Organic baby food firm hit with £415k fine for breaching recycling rules

by Search Gate staff. Published Fri 16 Oct 2015 12:23, Last updated: 2015-10-16
HiPP slapped with EA sanctions over packaging rules

Organic baby food company HiPP UK Ltd has agreed to pay almost £415,000 to three environmental charities to compensate for not meeting their obligations under the Producer Responsibility (Packaging Waste) Regulations.

This is the largest-value enforcement undertaking ever accepted by the Environment Agency.

The Environment Agency found that the company had failed to register as a producer of packaging, and failed to meet its requirements to recover and recycle packaging waste between 2004 and 2011.

When Reading-based HiPP UK Ltd were confronted with the environmental offences, they offered an enforcement undertaking of payment of £414,960 plus payment of the Environment Agency’s costs, registered the company as a packaging producer and put in place provision to ensure that non-compliance does not happen again – all of which were accepted by the Environment Agency.

Heather White, Environment Officer said: “In any enforcement undertaking, the person or company should offer to restore or remediate the harm caused by the incident where that is possible. For producer responsibility offences this is done by making a financial contribution to a recognised environmental charity or project to achieve environmental benefit.

“The offender must also demonstrate they will change their behaviour and ensure future compliance with environmental legislation.”

HiPP UK Ltd offered to pay by 3 equal annual instalments (£138,320 per annum):

* £75,000 to the Bumblebee Conservation Trust

* £189,960 to the Woodland Trust

* £150,000 to the Yorkshire Dales Millennium Trust

Along with prosecutions, the Environment Agency use other sanctions including enforcement notices, stop notices and civil sanctions to either improve performance or stop sites from operating.

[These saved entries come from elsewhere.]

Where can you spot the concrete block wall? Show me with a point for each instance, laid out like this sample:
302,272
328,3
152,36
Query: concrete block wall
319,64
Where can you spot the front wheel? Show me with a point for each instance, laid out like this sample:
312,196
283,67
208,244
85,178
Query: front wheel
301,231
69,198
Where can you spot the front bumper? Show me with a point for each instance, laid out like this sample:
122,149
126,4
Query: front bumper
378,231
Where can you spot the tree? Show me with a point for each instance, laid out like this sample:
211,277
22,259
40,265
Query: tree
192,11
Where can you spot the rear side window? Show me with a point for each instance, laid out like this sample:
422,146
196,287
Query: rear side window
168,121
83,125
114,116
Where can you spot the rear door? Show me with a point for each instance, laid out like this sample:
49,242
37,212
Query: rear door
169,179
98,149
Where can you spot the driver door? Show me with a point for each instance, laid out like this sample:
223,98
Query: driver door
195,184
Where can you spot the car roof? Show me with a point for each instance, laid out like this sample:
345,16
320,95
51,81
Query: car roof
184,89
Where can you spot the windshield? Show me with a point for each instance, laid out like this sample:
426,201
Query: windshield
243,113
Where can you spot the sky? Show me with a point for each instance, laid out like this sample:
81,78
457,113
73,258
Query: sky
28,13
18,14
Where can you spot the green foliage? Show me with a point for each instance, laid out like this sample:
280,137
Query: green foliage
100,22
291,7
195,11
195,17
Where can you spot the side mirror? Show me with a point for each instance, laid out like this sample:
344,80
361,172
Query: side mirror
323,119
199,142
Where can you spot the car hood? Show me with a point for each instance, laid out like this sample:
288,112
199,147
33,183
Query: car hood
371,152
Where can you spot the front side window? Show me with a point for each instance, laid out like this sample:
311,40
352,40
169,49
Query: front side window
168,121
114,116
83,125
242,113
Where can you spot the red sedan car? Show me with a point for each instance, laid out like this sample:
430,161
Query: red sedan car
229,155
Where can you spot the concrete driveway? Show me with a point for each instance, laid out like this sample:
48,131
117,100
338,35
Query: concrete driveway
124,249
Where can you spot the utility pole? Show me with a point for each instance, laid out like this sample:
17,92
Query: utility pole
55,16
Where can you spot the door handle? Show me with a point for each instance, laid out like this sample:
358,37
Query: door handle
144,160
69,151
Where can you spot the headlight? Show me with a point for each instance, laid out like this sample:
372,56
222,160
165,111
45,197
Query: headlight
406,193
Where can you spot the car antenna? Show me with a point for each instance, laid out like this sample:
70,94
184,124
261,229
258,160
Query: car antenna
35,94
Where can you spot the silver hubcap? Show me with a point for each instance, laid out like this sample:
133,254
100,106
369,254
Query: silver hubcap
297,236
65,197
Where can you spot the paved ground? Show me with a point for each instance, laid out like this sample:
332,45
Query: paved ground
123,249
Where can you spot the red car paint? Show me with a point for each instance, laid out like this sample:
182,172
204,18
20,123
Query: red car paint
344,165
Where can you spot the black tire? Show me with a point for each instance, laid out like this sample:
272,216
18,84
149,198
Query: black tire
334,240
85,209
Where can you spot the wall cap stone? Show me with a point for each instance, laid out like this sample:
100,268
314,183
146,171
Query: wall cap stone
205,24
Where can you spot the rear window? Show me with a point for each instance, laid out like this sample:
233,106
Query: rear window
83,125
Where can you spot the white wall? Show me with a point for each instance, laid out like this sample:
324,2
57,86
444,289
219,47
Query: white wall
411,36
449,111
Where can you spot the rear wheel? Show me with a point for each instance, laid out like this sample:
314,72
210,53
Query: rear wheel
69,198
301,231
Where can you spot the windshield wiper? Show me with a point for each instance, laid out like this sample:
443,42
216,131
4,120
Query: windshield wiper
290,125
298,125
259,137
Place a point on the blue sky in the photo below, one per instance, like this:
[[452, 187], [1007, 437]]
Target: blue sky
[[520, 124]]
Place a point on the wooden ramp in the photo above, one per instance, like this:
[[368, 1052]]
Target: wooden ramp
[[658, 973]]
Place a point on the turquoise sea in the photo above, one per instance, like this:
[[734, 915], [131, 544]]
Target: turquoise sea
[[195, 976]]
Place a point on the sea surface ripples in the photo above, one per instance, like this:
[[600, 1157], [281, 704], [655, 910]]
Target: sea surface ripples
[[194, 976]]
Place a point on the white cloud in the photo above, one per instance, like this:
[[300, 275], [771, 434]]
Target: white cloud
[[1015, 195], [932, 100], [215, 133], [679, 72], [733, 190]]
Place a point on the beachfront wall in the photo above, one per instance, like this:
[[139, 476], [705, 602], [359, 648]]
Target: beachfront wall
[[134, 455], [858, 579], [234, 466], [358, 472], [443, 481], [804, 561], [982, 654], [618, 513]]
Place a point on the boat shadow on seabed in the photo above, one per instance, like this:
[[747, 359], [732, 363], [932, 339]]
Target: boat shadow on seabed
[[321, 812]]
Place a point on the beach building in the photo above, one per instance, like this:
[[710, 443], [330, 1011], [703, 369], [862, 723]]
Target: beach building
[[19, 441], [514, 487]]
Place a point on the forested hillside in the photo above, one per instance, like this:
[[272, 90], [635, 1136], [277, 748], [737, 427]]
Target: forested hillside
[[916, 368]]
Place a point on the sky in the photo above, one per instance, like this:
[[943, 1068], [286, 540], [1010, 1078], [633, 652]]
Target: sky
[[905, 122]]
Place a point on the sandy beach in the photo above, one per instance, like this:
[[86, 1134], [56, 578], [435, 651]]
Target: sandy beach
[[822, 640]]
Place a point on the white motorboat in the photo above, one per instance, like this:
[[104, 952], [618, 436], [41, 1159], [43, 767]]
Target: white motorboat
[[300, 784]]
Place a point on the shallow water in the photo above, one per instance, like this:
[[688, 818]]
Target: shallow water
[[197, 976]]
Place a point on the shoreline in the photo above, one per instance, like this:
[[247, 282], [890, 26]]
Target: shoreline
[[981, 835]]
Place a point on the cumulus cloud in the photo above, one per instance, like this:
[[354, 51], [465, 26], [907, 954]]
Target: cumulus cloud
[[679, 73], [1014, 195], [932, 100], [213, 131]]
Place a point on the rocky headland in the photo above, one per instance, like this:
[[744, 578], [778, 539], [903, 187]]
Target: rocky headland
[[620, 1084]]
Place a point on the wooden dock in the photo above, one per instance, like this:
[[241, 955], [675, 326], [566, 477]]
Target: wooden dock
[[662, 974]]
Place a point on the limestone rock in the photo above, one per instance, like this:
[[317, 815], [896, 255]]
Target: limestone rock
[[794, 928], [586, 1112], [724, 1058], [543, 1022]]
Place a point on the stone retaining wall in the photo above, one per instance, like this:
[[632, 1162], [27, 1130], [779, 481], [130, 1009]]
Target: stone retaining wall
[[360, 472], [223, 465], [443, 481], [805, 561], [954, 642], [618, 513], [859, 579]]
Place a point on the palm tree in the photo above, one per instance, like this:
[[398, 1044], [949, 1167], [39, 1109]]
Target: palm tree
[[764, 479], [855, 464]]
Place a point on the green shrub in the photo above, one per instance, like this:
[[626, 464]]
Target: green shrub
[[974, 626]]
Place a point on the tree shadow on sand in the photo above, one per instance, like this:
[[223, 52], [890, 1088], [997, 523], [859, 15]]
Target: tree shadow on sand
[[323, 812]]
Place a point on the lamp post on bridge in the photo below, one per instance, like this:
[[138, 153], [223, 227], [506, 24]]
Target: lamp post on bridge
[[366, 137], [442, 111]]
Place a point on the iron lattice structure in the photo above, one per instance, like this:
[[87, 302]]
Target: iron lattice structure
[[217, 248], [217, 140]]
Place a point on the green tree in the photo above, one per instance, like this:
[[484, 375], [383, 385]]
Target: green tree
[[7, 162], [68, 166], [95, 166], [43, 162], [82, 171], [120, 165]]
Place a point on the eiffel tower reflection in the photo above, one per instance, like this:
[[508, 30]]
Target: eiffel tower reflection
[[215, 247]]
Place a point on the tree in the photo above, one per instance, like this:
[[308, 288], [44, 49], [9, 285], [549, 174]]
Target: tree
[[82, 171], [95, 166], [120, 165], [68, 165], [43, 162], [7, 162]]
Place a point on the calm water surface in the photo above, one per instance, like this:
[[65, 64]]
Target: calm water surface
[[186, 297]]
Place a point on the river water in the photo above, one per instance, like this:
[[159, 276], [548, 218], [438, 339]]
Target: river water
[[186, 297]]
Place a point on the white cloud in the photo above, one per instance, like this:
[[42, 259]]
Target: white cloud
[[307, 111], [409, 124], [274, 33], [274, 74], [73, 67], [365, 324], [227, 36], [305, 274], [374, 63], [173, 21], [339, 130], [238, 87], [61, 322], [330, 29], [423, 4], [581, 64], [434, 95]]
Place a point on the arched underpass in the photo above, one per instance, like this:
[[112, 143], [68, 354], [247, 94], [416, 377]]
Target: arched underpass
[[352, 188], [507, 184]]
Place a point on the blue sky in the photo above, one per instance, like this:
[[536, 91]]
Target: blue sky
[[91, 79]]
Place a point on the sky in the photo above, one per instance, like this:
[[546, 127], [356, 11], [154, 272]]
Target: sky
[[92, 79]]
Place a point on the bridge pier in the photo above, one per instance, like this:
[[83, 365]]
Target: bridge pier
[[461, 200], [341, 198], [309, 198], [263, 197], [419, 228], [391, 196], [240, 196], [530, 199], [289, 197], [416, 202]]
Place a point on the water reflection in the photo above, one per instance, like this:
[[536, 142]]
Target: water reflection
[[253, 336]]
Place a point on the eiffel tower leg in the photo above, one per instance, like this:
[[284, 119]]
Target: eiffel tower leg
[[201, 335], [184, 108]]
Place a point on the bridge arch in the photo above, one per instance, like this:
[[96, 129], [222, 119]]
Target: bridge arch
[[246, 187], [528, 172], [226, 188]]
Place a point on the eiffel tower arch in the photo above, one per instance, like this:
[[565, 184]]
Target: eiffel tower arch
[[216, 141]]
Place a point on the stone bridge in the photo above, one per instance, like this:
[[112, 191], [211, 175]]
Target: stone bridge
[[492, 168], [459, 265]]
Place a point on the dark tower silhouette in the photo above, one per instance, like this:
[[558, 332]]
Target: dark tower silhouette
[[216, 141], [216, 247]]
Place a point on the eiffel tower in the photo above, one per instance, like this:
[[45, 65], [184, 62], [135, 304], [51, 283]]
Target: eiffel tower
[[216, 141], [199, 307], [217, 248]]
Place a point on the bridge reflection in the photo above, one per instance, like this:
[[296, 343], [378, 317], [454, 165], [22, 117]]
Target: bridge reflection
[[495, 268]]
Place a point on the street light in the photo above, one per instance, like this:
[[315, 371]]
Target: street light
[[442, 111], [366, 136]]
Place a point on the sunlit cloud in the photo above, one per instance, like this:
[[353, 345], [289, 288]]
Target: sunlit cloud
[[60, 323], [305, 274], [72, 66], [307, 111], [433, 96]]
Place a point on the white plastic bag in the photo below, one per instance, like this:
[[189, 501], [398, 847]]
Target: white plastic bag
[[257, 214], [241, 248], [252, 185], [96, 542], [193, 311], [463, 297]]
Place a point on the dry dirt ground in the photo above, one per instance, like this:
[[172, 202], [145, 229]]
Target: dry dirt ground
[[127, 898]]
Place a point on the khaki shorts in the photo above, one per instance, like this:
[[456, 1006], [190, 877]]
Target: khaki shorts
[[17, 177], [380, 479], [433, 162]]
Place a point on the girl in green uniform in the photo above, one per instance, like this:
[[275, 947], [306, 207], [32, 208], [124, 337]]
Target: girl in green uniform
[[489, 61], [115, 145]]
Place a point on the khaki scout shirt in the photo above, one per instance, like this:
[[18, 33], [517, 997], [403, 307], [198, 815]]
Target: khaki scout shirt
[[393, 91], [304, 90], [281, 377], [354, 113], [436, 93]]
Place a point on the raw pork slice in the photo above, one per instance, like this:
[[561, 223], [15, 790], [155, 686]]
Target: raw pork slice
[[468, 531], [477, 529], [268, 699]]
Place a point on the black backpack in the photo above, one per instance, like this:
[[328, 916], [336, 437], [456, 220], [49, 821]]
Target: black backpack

It is making more use of the wide range of measures that are available to bring sites back into compliance as quickly as possible.

White added: “Civil sanctions such as these are a proportionate and cost-effective way for businesses to make amends for less serious environmental offences. Failure to comply with the enforcement undertaking may result in the person or company being prosecuted for the original offences.”